To monitor a specific general statistic:

aerospike_nagios.py -h YOUR_ASD_HOST -s STAT_NAME -w WARN_LEVEL -c CRIT_LEVEL

To monitor a specific statistic in a namepsace:

aerospike_nagios.py -h YOUR_ASD_HOST -s STAT_NAME -n YOUR_NAMESPACE -w WARN_LEVEL -c CRIT_LEVEL

To monitor a specfic statistic in xdr:

aerospike_nagios.py -h YOUR_ASD_HOST -s STAT_NAME -x DATACENTER -w WARN_LEVEL -c CRIT_LEVEL

To monitor latency statistics (pre-3.9):

aerospike_nagios.py -h YOUR_ASD_HOST -s <1ms|8ms|64ms>  -l <reads|writes|writes_reply|proxy> -w WARN_LEVEL -c CRIT_LEVEL

To monitor latency statistics (ASD 3.9+):

aerospike_nagios.py -h YOUR_ASD_HOST -s <1ms|8ms|64ms>  -l {NAMESPACE}-<read|write|proxy|udf> -w WARN_LEVEL -c CRIT_LEVEL

eg: aerospike_nagios.py -h localhost -s 1ms -l {test}-read -w 8 -c 10

To utilize SSL/TLS standard auth:

aerospike_nagios.py -h YOUR_ASD_HOST -p YOUR_SECURED_PORT -s STAT_NAME --tls-enable --tls-cafile YOUR_CA_PEM --tls-name YOUR_ASD_CERT_NAME -w WARN_LEVEL -c CRIT_LEVEL

Alert Levels

Warning and Critical thresholds are specified according to Nagios' format

To not use warning and/or critical levels, set them to 0.

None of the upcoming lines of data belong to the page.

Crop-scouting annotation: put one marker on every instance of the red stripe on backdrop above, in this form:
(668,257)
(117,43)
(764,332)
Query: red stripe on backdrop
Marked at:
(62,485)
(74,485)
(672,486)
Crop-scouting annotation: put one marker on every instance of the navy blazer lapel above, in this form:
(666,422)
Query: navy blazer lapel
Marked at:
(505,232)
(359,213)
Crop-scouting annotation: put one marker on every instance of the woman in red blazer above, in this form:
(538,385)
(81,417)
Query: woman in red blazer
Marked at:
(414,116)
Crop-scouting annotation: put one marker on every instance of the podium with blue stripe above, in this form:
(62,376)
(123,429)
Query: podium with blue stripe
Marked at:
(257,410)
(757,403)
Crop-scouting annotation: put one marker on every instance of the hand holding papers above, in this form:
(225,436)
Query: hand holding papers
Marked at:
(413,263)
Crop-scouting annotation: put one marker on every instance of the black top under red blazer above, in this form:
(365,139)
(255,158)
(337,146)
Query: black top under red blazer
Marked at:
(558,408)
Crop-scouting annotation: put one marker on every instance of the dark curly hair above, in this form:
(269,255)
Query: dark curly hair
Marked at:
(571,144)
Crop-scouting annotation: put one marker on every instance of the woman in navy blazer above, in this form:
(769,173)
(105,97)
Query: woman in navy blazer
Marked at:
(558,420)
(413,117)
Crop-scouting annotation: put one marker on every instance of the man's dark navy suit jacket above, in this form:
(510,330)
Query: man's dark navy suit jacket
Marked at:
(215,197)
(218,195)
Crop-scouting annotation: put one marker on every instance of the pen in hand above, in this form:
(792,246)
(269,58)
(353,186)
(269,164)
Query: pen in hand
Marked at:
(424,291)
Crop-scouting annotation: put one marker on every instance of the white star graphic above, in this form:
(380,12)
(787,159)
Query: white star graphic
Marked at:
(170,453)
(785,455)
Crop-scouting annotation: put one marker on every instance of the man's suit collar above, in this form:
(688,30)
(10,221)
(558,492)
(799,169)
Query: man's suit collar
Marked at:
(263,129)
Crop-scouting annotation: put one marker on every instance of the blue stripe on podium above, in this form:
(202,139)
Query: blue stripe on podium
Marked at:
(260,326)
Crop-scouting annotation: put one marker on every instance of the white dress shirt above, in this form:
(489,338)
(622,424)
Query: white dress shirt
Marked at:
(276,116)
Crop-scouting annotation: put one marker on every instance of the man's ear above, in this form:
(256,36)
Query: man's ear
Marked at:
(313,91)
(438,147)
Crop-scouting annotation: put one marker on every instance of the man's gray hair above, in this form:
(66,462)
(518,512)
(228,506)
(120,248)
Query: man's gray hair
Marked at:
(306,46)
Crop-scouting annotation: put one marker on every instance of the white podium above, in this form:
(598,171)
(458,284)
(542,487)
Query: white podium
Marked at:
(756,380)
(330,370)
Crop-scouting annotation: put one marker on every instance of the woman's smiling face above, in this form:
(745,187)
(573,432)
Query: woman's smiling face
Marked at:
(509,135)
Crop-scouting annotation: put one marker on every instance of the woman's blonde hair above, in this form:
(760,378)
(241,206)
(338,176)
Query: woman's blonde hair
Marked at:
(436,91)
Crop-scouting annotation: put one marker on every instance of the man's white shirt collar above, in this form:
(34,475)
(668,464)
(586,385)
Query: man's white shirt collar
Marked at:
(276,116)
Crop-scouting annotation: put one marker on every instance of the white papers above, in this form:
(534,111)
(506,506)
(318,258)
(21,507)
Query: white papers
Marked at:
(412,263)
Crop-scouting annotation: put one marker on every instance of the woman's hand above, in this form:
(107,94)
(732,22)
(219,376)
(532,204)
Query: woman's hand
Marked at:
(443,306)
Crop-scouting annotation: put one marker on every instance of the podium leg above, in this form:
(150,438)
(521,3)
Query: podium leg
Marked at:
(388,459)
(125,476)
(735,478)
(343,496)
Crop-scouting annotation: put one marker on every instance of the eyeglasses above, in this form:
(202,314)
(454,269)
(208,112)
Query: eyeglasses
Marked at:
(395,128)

Example usage can be found in the examples/aerospike.cfg file.

Authentication

You can specify User and Password for authentication via the -U/--user and -P/--password parameters. The Password is also an interactive prompt if you leave it empty.

If this is not preferable, you can also specify a credentials file with -c/--credentials-file. It is a simple 2 line file, with the username and password on each line, in that order. With this method, the credentials file can be secured via other means (eg: chmod 600) and prevent snooping.

AuthMode is optional parameter to specify authentication mode. It's default value is INTERNAL.